Four of the injured Americans were in a critical condition, said Pentagon spokeswoman Victoria Clarke.
Two of the injured U.S. soldiers are remaining in Afghanistan and will be returned to duty. The other 17 have been evacuated to other locations, with some of the most seriously wounded going to a hospital in the Persian Gulf nation of Oman. They may be later moved to Germany. Ten of the Afghan wounded are being treated on two U.S. Navy ships, the Bataan and the Pelileu, officials told ABCNEWS.

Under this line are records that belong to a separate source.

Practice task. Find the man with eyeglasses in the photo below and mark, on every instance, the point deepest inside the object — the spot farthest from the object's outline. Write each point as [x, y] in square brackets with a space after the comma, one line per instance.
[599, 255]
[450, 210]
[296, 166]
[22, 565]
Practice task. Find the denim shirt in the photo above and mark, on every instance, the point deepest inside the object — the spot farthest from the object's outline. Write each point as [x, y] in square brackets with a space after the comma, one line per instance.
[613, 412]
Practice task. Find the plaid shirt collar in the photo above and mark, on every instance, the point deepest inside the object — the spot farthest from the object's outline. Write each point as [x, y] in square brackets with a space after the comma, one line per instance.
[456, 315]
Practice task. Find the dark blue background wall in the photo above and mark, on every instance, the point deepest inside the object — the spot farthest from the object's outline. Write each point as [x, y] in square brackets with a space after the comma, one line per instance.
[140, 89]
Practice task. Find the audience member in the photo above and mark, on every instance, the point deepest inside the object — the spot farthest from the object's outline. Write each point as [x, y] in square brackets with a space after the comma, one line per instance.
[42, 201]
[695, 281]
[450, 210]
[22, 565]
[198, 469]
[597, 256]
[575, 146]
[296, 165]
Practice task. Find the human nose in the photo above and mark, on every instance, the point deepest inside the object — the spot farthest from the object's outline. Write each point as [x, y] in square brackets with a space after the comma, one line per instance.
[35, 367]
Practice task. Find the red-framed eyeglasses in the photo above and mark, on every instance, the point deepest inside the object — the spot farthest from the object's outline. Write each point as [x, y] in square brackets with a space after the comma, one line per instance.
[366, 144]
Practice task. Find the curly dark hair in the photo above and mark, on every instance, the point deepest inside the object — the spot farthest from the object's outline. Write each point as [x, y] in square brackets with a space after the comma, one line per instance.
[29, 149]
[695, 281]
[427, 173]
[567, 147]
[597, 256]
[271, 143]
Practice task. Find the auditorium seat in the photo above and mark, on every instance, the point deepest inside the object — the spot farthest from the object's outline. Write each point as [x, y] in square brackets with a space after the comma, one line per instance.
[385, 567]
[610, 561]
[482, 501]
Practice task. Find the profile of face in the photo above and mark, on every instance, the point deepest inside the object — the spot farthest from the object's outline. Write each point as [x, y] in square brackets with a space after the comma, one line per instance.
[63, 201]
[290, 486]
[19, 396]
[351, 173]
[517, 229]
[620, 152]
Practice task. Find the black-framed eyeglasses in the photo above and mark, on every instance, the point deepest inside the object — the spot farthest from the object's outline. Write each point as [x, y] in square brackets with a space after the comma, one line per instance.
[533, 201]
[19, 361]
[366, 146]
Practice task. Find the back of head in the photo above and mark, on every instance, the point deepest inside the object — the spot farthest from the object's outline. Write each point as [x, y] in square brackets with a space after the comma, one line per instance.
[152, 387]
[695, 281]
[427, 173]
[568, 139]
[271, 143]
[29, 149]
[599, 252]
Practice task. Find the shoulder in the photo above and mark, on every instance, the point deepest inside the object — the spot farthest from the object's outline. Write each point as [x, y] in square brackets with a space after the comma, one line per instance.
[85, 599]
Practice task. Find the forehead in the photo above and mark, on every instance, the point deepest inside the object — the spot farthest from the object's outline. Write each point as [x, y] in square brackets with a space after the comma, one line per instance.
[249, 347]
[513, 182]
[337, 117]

The bodies were being kept in a makeshift morgue at Camp Rhino, the U.S. Marine operating base southwest of Kandahar in southern Afghanistan.
The bomb apparently went astray at about 12:20 a.m. ET, when it was called in by the troops on the ground as they were under attack from Taliban artillery.
Sources say they suspect human error is to blame for the friendly fire. The wrong coordinates may have been radioed to the B-52 from the ground or wrong numbers may have been entered into the bomb's guidance system. There is also the possibility the guidance system itself simply failed, though the JDAMs have been among the most reliable weapons in the current campaign.